Verhandlungsspielraum für anstehende Konflikte
Es ist alles nicht so einfach. China und die USA sind wirtschaftlich massiv verflochten und voneinander abhängig. Ein Zwist, so scheint es, würde beiden schaden. Viele amerikanische Firmen produzieren ihre Waren in China deutlich günstiger als auf dem heimischen Markt. Peking wiederum exportierte im vergangenen Jahr Waren im Wert von knapp 500 Milliarden Dollar. Zudem ist China der größte Gläubiger der USA, hält amerikanische Anleihen in Höhe von mehr als einer Billion Dollar. Und was Strafzölle anbelangt: Bislang hat sich kein maßgeblicher Republikaner für diese Idee begeistern können. Wo, so fragen sich viele, ist eigentlich Trumps Drohpotenzial?
Viel spricht dafür, dass er vor allem jene Botschaft an Peking senden möchte, die er derzeit in praktisch alle Richtungen sendet: Mit mir brechen nun andere Zeiten an. Traditionen und Konventionen zählen für mich nicht, sämtliche Absprachen stehen auf dem Prüfstand. Ob die Uno, die Nato oder eben China: Es geht Trump darum, sein Gegenüber zu verunsichern und sich selbst als unberechenbaren Spieler zu inszenieren, der notfalls zu allem bereit ist, um seine Interessen durchzusetzen. Mit der Methode hat der Milliardär in der Wirtschaft schon viel erreicht. Warum soll das in der internationalen Politik nicht auch funktionieren?
Ebenfalls denkbar ist, dass Trump Verhandlungsspielraum für die Konflikte gewinnen will, die in den kommenden Jahren anstehen. Sobald Trump Ende Januar ins Weiße Haus einzieht, dürfte es neben der Handelspolitik um Chinas Rolle im nordkoreanischen Atomprogramm gehen, um Cyberangriffe und Produktpiraterie. Mit Taiwan hat Trump auf Anraten seiner Vertrauten nun ein neues Konfliktfeld geschaffen, das er benutzen kann, um die Führung in Peking zu Zugeständnissen zu bewegen oder vorteilhaftere Bedingungen für amerikanische Firmen oder die Exporte nach China zu erwirken.

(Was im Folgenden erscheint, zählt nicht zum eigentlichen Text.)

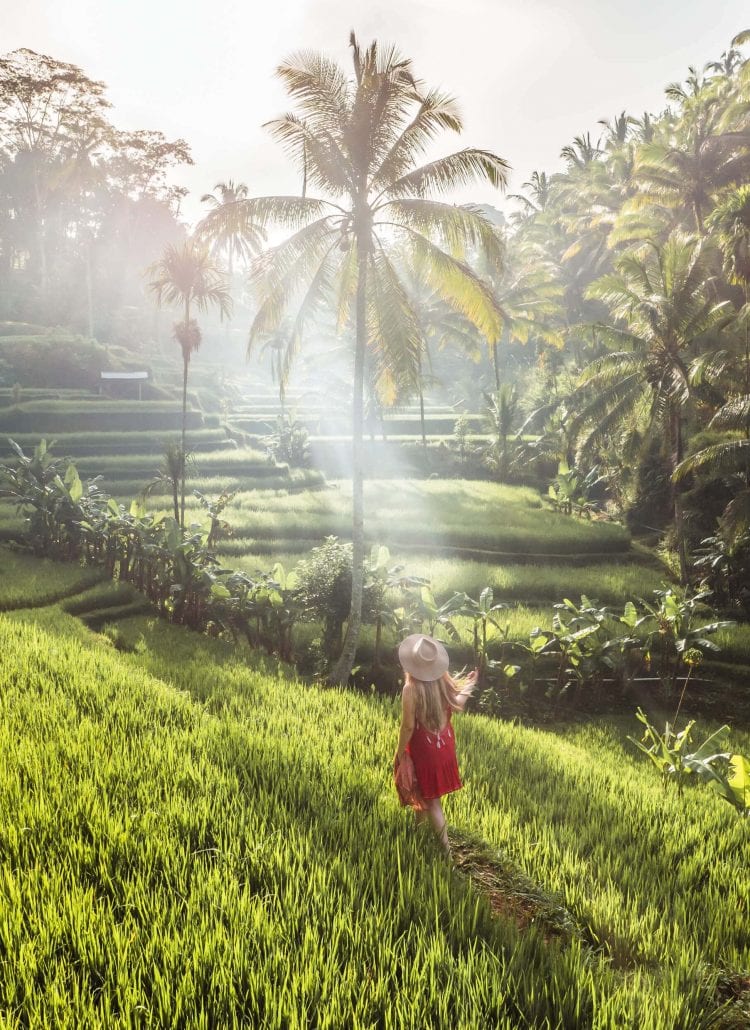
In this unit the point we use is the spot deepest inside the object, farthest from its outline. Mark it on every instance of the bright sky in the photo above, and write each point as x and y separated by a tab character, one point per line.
529	74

Chinas mögliche Gegenmaßnahmen
Sicher ist, dass es ihm auch um ein innenpolitisches Signal geht, nach dem Motto: Ich lasse mir von Peking nichts diktieren, ich setze der wachsenden Macht Chinas etwas entgegen und schütze unseren Markt. Im Wahlkampf war das ein Renner. Wann immer Trump China als Rivalen angriff, der auf Kosten der US-Wirtschaft wachse und mit billigem Stahl die amerikanische Industrie zerstöre, waren seine Leute besonders euphorisiert. Selbst wenn es bei Rhetorik bliebe, könnte Trump darauf hoffen, dass seine Anhänger ihn als Kämpfer für die amerikanische Sache feiern.

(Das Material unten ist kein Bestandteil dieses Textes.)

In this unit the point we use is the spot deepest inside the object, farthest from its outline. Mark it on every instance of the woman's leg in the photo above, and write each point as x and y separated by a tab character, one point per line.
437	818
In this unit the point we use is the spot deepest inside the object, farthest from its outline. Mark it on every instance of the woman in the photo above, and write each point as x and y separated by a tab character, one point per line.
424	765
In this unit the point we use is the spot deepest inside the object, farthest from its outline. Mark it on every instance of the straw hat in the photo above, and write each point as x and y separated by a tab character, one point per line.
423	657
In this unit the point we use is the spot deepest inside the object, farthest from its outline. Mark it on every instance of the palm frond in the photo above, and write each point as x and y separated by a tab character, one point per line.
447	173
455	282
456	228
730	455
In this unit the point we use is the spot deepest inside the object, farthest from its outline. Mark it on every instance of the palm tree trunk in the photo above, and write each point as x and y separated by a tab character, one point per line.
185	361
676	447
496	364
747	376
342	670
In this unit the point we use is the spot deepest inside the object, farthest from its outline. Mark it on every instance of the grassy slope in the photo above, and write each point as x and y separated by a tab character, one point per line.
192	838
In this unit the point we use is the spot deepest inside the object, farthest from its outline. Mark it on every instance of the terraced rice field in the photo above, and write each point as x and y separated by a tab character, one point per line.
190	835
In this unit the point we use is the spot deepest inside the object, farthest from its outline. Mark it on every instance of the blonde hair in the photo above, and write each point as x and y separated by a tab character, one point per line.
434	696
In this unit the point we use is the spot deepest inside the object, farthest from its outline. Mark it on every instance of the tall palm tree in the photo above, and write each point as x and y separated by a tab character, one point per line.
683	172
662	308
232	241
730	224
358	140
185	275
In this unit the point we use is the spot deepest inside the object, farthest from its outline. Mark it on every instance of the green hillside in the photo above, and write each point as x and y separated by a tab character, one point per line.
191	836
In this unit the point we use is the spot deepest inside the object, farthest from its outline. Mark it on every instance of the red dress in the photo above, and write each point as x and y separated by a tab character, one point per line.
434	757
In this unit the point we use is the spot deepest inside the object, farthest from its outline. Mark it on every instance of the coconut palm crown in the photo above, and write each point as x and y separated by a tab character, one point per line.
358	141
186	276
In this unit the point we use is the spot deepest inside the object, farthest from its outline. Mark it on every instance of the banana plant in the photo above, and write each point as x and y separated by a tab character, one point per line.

Aber wie gesagt - es ist alles nicht so einfach: Auch China hat freilich Möglichkeiten, sich zu wehren, sollte Trump den Streit in den ersten Monaten seiner Amtszeit zu eskalieren versuchen. Die Führung in Peking könnte US-Anleihen abstoßen, um die amerikanische Wirtschaft ins Wanken zu bringen. Entscheidet sich Trump tatsächlich, in welcher Form auch immer Strafzölle zu erheben, könnte Präsident Xi Jinping die Welthandelsorganisation anrufen. Verlockend scheint auch das Freihandelsfeld: Nach dem Aus des von Obama vorangetriebenen Transpazifischen Abkommens überlegt man in Peking, nun ein eigenes Freihandelsabkommen anzustreben, das den amerikanischen Einfluss in der Region schmälern könnte.

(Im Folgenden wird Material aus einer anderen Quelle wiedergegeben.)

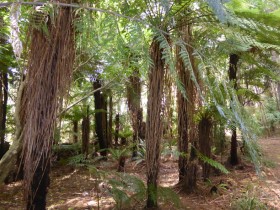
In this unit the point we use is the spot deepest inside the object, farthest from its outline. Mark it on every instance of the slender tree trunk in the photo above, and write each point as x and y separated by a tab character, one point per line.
9	163
117	129
186	126
233	60
75	131
204	128
154	122
49	73
110	123
3	97
4	146
85	133
134	99
100	118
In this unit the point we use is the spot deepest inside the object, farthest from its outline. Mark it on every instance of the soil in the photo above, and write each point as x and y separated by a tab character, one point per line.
77	188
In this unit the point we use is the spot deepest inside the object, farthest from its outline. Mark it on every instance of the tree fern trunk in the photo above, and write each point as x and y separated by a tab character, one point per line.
134	99
233	60
154	122
85	133
186	106
50	66
100	117
75	131
204	128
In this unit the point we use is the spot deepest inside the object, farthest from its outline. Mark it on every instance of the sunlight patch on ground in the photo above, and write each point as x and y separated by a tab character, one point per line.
67	176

Die möglichen Gegenmaßnahmen dürften auch ein Grund für die vergleichsweise entspannte Reaktion der chinesischen Führung auf Trumps Provokationen sein. Peking legte eine Beschwerdenote ein, verzichtete aber bislang darauf, den Streit weiter anzuheizen. Henry Kissinger fand dafür übrigens lobende Worte.
Er sei, sagte der Ex-Außenminister, "sehr beeindruckt" von der ruhigen Antwort der Chinesen.